Об этом не стоит, и знаете, почему? Тут мой приятель приехал, я его встретил в аэропорту, и он мне сразу стал рассказывать о последних несправедливостях, которым его подвергли в Союзе писателей. Излагал в аэропорту, во всех подробностях. Я ему говорю: слушай, это тянет в лучшем случае на мемуарные записки, уж на рассказ это не тянет. Он говорит: почему? Да очень просто, — говорю я, — рассказывая, ты как бы удлиняешь реальность того, что с тобой произошло, а этого не следует делать. Уж коли это происходит и этого не избежать, о'кей, это можно пережить, но вместе с тем ни в коем случае нельзя этого удерживать в словаре, в разговоре. То есть нельзя этому сообщать дополнительное измерение. Он говорит: я так не могу. Я не могу не обращать внимания на людей, даже если они дурные. Я говорю: о-о-о, это отечественная выучка, которую мы все прошли. Он говорит: а что ты предлагаешь? Я говорю: а есть другой вариант. Проноситься сквозь это, не обращая внимания, то есть тотчас об этом забывая. Он говорит: я так не могу, я не могу не обращать внимания.

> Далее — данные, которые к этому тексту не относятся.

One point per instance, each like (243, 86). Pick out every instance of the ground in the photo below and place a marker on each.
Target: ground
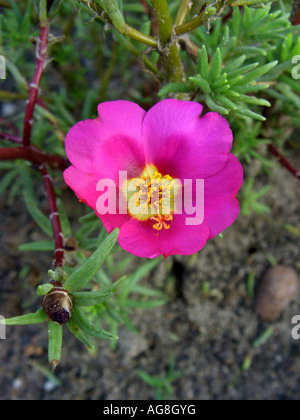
(210, 335)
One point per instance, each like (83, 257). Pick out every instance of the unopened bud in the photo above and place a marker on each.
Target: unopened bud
(58, 305)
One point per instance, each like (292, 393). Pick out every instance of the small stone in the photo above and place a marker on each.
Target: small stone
(277, 289)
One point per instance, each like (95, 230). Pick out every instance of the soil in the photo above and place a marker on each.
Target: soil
(210, 335)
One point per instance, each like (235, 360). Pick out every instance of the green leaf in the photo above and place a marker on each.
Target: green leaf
(43, 289)
(226, 102)
(174, 88)
(242, 70)
(55, 343)
(253, 100)
(255, 74)
(80, 335)
(200, 82)
(214, 107)
(94, 298)
(203, 66)
(250, 114)
(216, 66)
(87, 271)
(27, 319)
(82, 322)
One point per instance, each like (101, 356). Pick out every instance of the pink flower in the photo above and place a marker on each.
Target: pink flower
(172, 141)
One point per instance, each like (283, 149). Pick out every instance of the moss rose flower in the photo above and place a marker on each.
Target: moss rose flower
(159, 150)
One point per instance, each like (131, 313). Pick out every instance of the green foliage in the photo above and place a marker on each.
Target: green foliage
(237, 62)
(250, 199)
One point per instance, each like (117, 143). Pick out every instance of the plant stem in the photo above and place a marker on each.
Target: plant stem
(30, 154)
(170, 51)
(54, 217)
(184, 8)
(118, 21)
(34, 87)
(284, 161)
(200, 20)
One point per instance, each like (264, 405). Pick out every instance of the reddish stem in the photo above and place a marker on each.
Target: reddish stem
(35, 85)
(10, 137)
(54, 217)
(284, 161)
(33, 155)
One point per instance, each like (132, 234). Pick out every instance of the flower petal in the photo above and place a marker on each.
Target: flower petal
(142, 240)
(221, 208)
(183, 144)
(110, 143)
(85, 187)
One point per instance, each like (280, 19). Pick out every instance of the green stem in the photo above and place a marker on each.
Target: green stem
(170, 51)
(109, 71)
(132, 48)
(200, 20)
(184, 8)
(118, 21)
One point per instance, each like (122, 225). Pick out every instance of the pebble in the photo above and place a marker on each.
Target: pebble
(278, 287)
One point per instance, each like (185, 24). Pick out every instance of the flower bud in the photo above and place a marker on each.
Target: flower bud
(58, 305)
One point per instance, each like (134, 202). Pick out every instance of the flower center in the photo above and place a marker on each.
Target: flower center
(152, 197)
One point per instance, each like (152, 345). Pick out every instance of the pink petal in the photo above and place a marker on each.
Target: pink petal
(181, 143)
(110, 143)
(142, 240)
(221, 208)
(85, 187)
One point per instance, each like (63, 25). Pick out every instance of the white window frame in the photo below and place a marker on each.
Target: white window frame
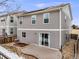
(32, 19)
(48, 18)
(48, 39)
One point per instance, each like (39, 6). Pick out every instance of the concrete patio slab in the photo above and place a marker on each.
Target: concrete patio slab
(42, 52)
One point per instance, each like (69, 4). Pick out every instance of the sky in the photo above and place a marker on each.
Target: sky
(30, 5)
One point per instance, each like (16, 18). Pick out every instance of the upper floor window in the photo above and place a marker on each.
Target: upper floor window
(20, 22)
(46, 17)
(33, 18)
(23, 34)
(2, 20)
(11, 31)
(65, 19)
(11, 19)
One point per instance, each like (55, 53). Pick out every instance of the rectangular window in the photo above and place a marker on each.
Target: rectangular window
(46, 17)
(33, 18)
(11, 31)
(11, 19)
(44, 39)
(23, 34)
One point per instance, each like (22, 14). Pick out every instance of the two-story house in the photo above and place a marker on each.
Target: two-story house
(8, 24)
(46, 27)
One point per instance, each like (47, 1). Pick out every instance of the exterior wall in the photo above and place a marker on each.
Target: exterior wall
(33, 37)
(59, 22)
(7, 24)
(64, 36)
(53, 22)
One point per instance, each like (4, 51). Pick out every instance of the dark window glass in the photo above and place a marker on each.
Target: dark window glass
(11, 19)
(23, 34)
(20, 22)
(46, 18)
(33, 19)
(11, 31)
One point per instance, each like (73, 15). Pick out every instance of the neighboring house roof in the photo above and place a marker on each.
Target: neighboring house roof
(75, 31)
(42, 52)
(52, 8)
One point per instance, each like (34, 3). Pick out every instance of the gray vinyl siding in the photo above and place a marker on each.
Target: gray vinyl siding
(53, 22)
(32, 37)
(64, 34)
(7, 24)
(67, 24)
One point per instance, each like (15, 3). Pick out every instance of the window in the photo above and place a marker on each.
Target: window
(20, 22)
(11, 31)
(2, 20)
(46, 18)
(44, 39)
(65, 19)
(33, 19)
(23, 34)
(11, 19)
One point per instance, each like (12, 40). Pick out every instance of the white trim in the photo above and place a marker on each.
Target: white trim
(32, 19)
(48, 17)
(48, 39)
(8, 26)
(60, 28)
(42, 29)
(38, 29)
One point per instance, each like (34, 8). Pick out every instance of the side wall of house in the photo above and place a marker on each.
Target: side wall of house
(32, 37)
(65, 25)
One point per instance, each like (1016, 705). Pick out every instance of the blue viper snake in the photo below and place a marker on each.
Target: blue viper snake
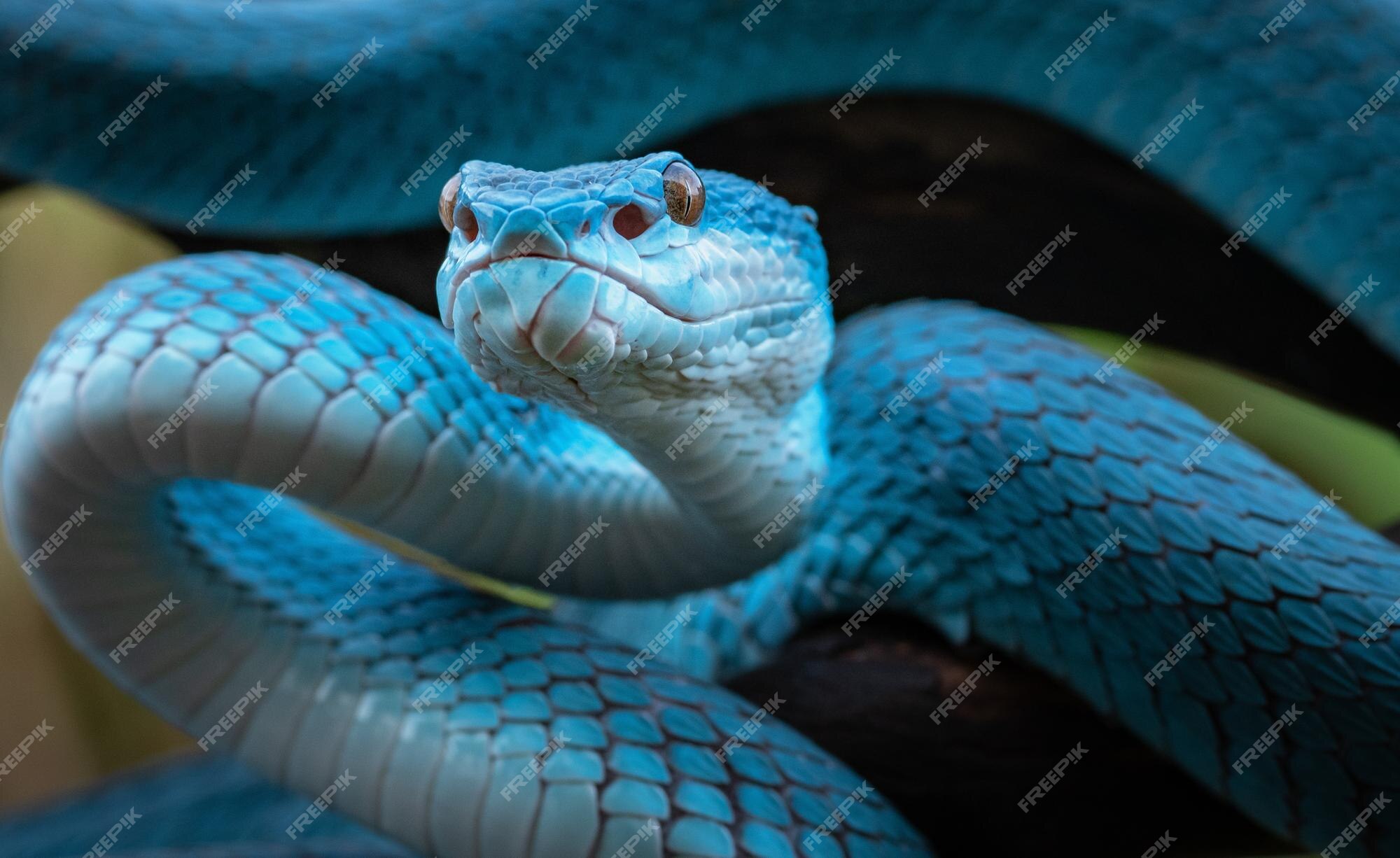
(636, 398)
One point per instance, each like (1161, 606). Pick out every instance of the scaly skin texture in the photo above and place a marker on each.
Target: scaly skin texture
(240, 93)
(370, 404)
(303, 395)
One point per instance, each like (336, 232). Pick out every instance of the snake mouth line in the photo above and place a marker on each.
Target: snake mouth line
(632, 285)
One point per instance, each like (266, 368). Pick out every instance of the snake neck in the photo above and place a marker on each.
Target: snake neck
(743, 474)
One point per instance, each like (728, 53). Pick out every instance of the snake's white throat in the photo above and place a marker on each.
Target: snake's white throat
(696, 348)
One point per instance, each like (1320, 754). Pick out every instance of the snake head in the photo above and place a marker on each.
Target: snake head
(615, 288)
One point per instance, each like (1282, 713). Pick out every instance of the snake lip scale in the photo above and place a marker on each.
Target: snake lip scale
(699, 478)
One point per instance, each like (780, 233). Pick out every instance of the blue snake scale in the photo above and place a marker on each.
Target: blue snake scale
(478, 727)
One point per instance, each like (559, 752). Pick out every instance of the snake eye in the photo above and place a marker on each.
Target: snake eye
(684, 192)
(449, 201)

Вы плохо помните, может быть. А он, правда, не может.
Я знаю, что он не может. Я говорю ему: я знаю, что ты не можешь, но, может быть, не обращая внимания, не рассказывая об этом и ведя себя таким образом, что потом об этом рассказывать не будешь, ты больше пользы принесешь себе — и им тоже. Потому что, когда человек знает, что он негодяй, и знает, что измывается над тобой, и знает, что это произведет на тебя впечатление, что это надолго в тебе останется и другому будет передано, это как бы укрепляет его в его положении. В то время как, если ты смотришь на него вынужденным образом и он знает, что ты забудешь о нем через пять минут, это может его каким-то образом подвигнуть в другую сторону. Во всяком случае, тут у него есть шанс к перемене, а в первом случае — нет. Он говорит: ты этому в Америке научился. Я говорю: я не в Америке этому научился, так было всегда. В Америке я поэтому оказался в известной степени.
Но, с другой стороны, я понял, что в этом есть доля истины. Потому что это действительно в известной степени местный взгляд на вещи, то есть американский взгляд на вещи.
Но это абсолютно не российская черта.
Да, совершенно верно, но все-таки скорее это человеческая черта, возможно, делить на российское и нероссийское здесь не следует, а может быть, и следует. Но соотечественникам не мешало бы этому научиться. Это чрезвычайно важное знание.
Не соотноситься с обстоятельствами, с окружающей действительностью?
Ага… Не уделять им того внимания, на которое они рассчитывают.
В наших текстах слово "privacy" обычно дается без перевода, потому что эквивалент найти невозможно. Будничное понятие "частная жизнь" у нас переходит в категорию этики и едва ли не героики.
И все же я там, а не в Америке этому научился. Я думаю, в чем была моя беда там, почему все так для меня оборачивалось и так все обернулось с моей милостью — это я оглядываюсь назад. Потому, вероятно, что я действительно не обращал внимания на то, что происходило со следствием, на то, что следователь говорил, и т. д. и т. д., и это их, конечно, колоссально выводило из себя. Я не думаю, что это было рациональное определение выбора. Я также не думаю, чтобы это было делом исключительно темперамента.